Check out the book "Build Your Own Laser, Phaser, Ion Ray Gun and Other Working Space Age Projects" by Robert E Iannini. Among other things, this 1983 book can tell you how to build a 30 watt CO2 laser. The author cautions: (1) always have a visible laser (such as one of those pointers) aligned with the infrared CO2 laser, so you can see approximately where the beam goes; and (2) stay out of the beam! He notes that he accidentally walked through the beam and instantly cut a slit in the leg of his jeans. 30 watts is definitely enough to cause damage, even if poorly focused. CO2 lasers can be built in almost any size - IIRC the length of the chamber determines the power of the output. Car companies use big CO2 lasers for welding cars.
I will just add that it is illegal to sell lasers of that power at least in the US, for good reason. I don't know if it's illegal to buy one or build one. At least if you have the technical chops to build one, you're _probably_ not so cognitively challenged that you would use it unwisely.
So much for my plan to use two of them along with an ultrasonic rig for enhanced sonoluminescence (SBSL), the idea being that pulsing the lasers just before the bubble flashes supercharges the reaction and if you get the timing right results in detectable weak X-ray emission due to the rapid "Brehmsstralung" ie slowing down of electrons upon impacting the water.
These also work well for DIY etching machines and "upgrading" Lightscribe writers for making graphene, have a project on the go at the moment using one of these.
They will also etch indium tin oxide and as such can be used for making custom EL panels, not to mention lots of other "Fun Stuff" (tm)
I have a 2W violet laser and it's a nasty device to use as an open air toy. It reflects all over the place and natural fluorescence means that blue-blocking goggles aren't effective for protecting your eyes.

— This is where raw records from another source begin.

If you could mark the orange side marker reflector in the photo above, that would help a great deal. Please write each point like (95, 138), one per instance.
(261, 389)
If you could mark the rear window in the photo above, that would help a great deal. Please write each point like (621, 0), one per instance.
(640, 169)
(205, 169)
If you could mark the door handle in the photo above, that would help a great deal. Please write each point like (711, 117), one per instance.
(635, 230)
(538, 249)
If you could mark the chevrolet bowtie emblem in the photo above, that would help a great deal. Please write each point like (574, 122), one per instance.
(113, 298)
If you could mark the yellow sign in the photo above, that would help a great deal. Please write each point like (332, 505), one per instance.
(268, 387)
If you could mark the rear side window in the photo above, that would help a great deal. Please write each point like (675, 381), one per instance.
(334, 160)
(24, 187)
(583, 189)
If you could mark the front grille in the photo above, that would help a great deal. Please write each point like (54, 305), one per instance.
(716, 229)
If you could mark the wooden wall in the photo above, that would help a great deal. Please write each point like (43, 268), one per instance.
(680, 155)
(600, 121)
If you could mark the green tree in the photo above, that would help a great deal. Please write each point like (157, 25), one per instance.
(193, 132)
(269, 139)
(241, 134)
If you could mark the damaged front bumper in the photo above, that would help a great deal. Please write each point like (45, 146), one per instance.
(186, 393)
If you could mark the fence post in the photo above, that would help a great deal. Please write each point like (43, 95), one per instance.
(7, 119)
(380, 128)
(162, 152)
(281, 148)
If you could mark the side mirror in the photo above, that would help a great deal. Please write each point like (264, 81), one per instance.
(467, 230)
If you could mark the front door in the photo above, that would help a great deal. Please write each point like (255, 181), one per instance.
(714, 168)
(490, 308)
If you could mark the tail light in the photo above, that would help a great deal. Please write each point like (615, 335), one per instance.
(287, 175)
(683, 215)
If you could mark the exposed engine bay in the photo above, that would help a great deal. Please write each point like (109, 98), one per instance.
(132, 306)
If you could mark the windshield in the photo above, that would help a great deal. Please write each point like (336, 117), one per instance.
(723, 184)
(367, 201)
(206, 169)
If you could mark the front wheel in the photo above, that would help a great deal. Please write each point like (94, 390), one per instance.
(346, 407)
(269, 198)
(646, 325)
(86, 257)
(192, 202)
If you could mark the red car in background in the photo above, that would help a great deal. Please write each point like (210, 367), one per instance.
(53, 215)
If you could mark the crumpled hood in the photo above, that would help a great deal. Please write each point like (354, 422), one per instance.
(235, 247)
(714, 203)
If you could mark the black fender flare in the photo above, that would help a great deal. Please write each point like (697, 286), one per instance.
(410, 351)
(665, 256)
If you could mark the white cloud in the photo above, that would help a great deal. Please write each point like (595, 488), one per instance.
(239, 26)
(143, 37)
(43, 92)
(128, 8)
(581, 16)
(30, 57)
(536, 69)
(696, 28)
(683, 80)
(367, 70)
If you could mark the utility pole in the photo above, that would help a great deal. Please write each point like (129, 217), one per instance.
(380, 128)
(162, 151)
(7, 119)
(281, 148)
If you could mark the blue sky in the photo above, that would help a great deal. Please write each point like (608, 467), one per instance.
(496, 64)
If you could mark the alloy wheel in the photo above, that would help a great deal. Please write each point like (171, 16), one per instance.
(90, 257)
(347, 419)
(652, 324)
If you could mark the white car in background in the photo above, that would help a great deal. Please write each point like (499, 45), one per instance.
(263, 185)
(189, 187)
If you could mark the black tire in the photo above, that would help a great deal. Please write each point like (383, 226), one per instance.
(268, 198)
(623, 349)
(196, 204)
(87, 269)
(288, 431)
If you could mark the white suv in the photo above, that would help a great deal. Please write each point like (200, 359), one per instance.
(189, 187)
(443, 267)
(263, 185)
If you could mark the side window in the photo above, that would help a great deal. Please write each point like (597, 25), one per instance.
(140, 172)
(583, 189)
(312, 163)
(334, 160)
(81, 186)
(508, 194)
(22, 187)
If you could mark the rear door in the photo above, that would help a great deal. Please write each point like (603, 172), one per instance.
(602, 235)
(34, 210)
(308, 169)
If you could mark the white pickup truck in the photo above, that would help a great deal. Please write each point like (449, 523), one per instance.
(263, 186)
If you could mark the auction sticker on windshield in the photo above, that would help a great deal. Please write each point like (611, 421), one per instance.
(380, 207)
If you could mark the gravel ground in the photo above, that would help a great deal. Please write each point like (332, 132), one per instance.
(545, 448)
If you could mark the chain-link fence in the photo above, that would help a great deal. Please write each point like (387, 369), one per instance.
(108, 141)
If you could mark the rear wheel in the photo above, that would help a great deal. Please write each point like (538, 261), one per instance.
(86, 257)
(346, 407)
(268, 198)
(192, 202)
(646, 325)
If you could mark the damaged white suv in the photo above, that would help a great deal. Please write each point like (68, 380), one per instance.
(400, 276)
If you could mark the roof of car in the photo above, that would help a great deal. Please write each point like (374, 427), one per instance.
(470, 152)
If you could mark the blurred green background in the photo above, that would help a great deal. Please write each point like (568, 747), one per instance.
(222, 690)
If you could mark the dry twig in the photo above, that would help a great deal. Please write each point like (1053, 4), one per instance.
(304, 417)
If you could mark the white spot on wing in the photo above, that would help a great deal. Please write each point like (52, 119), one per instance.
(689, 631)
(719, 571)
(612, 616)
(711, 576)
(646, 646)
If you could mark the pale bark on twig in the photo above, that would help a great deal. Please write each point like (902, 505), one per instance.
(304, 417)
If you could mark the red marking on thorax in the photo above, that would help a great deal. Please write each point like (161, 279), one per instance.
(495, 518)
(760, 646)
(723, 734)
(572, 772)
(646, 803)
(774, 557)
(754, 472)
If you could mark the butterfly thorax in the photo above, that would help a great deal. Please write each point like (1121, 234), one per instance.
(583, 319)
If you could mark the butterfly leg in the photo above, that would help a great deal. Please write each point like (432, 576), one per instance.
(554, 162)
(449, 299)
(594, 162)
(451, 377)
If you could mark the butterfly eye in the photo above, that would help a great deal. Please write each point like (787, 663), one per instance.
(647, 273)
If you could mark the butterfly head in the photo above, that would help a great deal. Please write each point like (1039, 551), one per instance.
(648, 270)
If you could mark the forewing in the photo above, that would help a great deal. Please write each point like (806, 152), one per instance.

I'm all for selling component lasers, though. I suspect that a large number of people buy the toys and pull the laser diode out because they're nearly impossible to buy directly. They have lots of legitimate uses in hobby tools and devices.
...knowing first that you have absolutely no use for it whatsoever, THEN thinking, "damn, I better buy one of those because I might not be able to in future."
And buying it.
And then going back and buying all the accessories you didn't notice the first time round.
Hi, I am in the process of acquiring a dead (busted Z axis) 3D printer for a lot less than a new one.
It would be ideal for this PLUS it is all open source so a laser mod would be an afternoon's work.
My current plan is to use a 12W red phlatlight (cough ca$io ebay /cough) and a UV burner diode to etch difficult materials; the idea here is that multiple wavelengths allow finer etching as the power to the main burner can be kept low due to the 12W of red making up the difference
This is also handy for my other project of etching complex heterostructures on superconducting precursors (ie Mott insulator) under glass in an O2 atmosphere at >150C, the idea is that the oxygen only anneals where the laser hits the Mott insulator.
150C+laser = closer to 800C so the required structure forms in seconds whereas with conventional annealing it would take tens of hours.
This would be handy for forming neural net pathways but then the problem becomes how to make thermal tolerant CPUs that can withstand >900C reliably. (SiC maybe?)
Anyone interested in schematics?
I gather they're a US company?
If so, highly likely this decision had something to do with US Gov (allegedly) starting to take steps to crack down on the use of lasers in attacks on landing aircraft in the US.
A recent incident saw both pilot and first officer receiving eye injuries approaching Albuquerque airport - they landed safely though, thankfully:
http://avherald.com/h?article=48189254&opt=0
Scary stuff, and just as dangerous when used against drivers of cars.